LR: Em 1986, a Martins Fontes “deslanchou”, houve uma Bienal fantástica, publicamos quadrinhos para adultos com grandes ilustradores europeus e iniciamos várias séries, duas delas só com autores brasleiros. Nessa Bienal lançamos vinte e tantos livros. Começamos a perceber nessa época que os grandes editores aqui e no exterior conheciam e respeitavam a nossa produção e que a imprensa começava a dar atenção para o nosso trabalho. Foi um momento de grande alegria.

IS: E quanto ao futuro da editora?

LR: Estamos entrando também numa linha de dicionários, e vamos aos poucos difundir mais nossas publicações, levando em conta a importância dos clássicos. Clássicos como Aristóteles, por exemplo, que sempre volta quando a situação moral começa a ficar complicada. Aristóteles volta para pôr a casa em ordem. Já quando as coisas estão meio quadradas nasce uma sede por Platão e Agostinho… É claro que estou falando de modo caricatural É isto que tanto me atrai nos clássicos: descobrir “novos” clássicos e ver também o modo como cada época explora os clássicos. Há momentos em que um clássico passa despercebido, como Santo Tomás ou Hegel.

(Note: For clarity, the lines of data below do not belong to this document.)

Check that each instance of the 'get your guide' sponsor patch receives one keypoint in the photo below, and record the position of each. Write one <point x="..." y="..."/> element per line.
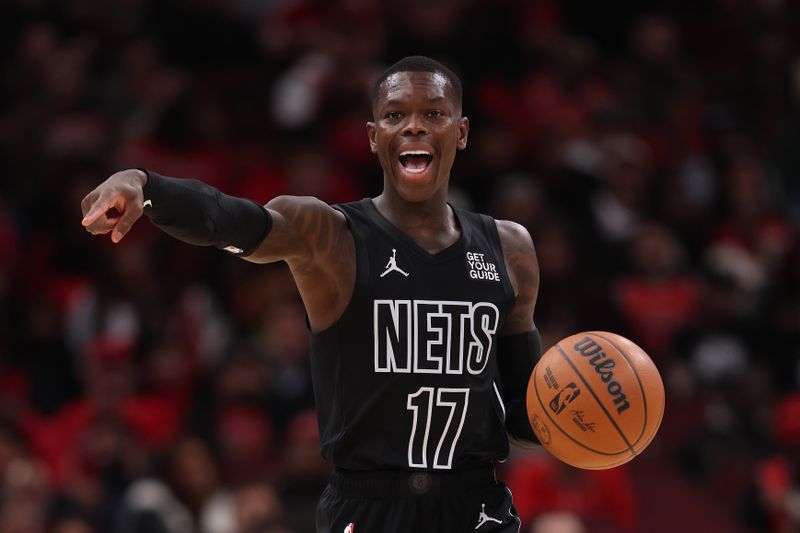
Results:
<point x="479" y="268"/>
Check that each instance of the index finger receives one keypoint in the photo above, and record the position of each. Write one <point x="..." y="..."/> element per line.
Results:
<point x="98" y="209"/>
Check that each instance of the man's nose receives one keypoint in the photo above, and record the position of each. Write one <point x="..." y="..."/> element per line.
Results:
<point x="415" y="126"/>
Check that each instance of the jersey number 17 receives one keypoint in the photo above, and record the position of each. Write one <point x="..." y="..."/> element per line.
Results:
<point x="429" y="406"/>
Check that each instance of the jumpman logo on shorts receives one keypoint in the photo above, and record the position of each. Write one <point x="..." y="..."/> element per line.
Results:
<point x="392" y="265"/>
<point x="483" y="517"/>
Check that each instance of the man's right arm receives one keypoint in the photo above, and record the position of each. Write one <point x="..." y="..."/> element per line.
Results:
<point x="305" y="232"/>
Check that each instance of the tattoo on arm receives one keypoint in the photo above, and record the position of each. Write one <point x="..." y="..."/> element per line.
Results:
<point x="523" y="267"/>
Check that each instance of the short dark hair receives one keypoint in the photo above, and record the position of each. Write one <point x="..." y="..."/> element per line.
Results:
<point x="419" y="64"/>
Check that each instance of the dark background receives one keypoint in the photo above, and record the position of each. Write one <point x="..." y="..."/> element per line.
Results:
<point x="651" y="149"/>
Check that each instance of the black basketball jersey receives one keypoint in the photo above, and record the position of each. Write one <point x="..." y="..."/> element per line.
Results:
<point x="407" y="378"/>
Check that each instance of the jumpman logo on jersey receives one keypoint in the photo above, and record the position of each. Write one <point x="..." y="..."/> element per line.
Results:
<point x="392" y="265"/>
<point x="483" y="517"/>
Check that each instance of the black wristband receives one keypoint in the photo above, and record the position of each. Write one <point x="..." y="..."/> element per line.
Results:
<point x="516" y="357"/>
<point x="196" y="213"/>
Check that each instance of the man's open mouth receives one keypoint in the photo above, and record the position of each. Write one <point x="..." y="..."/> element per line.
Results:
<point x="415" y="161"/>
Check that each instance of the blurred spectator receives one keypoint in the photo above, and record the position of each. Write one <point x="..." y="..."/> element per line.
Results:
<point x="602" y="499"/>
<point x="557" y="522"/>
<point x="658" y="296"/>
<point x="25" y="492"/>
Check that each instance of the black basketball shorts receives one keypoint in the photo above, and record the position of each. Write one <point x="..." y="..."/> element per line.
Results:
<point x="418" y="502"/>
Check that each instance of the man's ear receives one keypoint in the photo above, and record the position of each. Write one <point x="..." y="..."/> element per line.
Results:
<point x="371" y="133"/>
<point x="463" y="132"/>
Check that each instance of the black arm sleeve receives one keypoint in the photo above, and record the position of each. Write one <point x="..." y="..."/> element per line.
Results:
<point x="516" y="357"/>
<point x="199" y="214"/>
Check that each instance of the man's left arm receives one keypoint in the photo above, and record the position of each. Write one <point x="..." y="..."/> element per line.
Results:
<point x="519" y="344"/>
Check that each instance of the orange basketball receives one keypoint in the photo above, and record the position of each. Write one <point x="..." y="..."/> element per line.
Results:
<point x="595" y="400"/>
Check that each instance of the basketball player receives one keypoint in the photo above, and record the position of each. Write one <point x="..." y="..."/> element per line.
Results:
<point x="421" y="314"/>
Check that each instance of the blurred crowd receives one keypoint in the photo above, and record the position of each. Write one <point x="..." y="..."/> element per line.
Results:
<point x="651" y="149"/>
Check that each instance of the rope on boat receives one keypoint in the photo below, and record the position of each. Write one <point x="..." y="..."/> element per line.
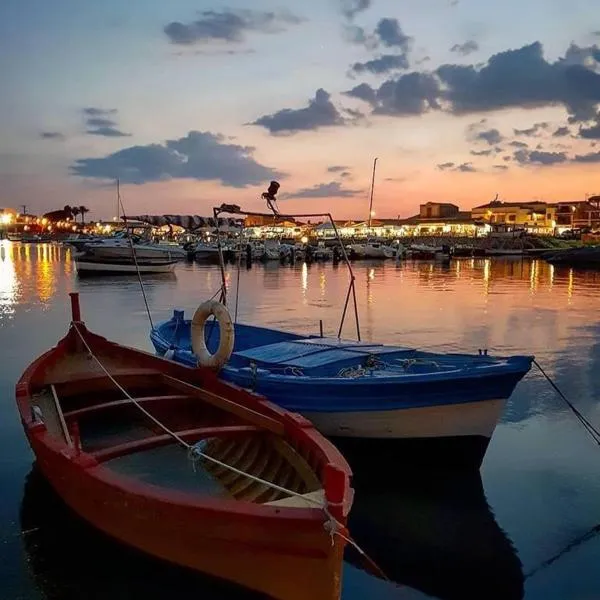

IS: …como agora, por exemplo, redescobre-se Santo Isidoro, elegendo-o como padroeiro da informática?

LR: Exatamente. E temos que editar os clássicos, não só porque as pessoas os conhecem, mas para que os leitores os conheçam. Os clássicos são passos que a humanidade foi dando na trajetória do homem para estágios cada vez mais avançados de civilização e humanização. Este caminho é uma ladeira, é uma árdua subida. Hoje, em nome do valor único que prevalece – o lucro – quase não se fazem mais livros para informar ou formar, mas para agradar, isto é, vender. E o que pode agradar mais a quem está subindo do que imaginar a vertigem da descida? Os clássicos servem para lembrar os valores de sempre, mesmo que não dêem ibope. Fonte original: Portal da Editora Mandruvá http://www.hottopos.com/harvard2/o_compromisso_com_os_classicos_.htm

  1. Sou doutoranda em Estudos da Tradução e gostaria muitíssimo de fazer contato com Luis Rivera a respeito de sua tradução de algumas histórias do Petit Nicolas.

    É possível?

    Atenciosamente,

    Venise (juiz de Fora- MG)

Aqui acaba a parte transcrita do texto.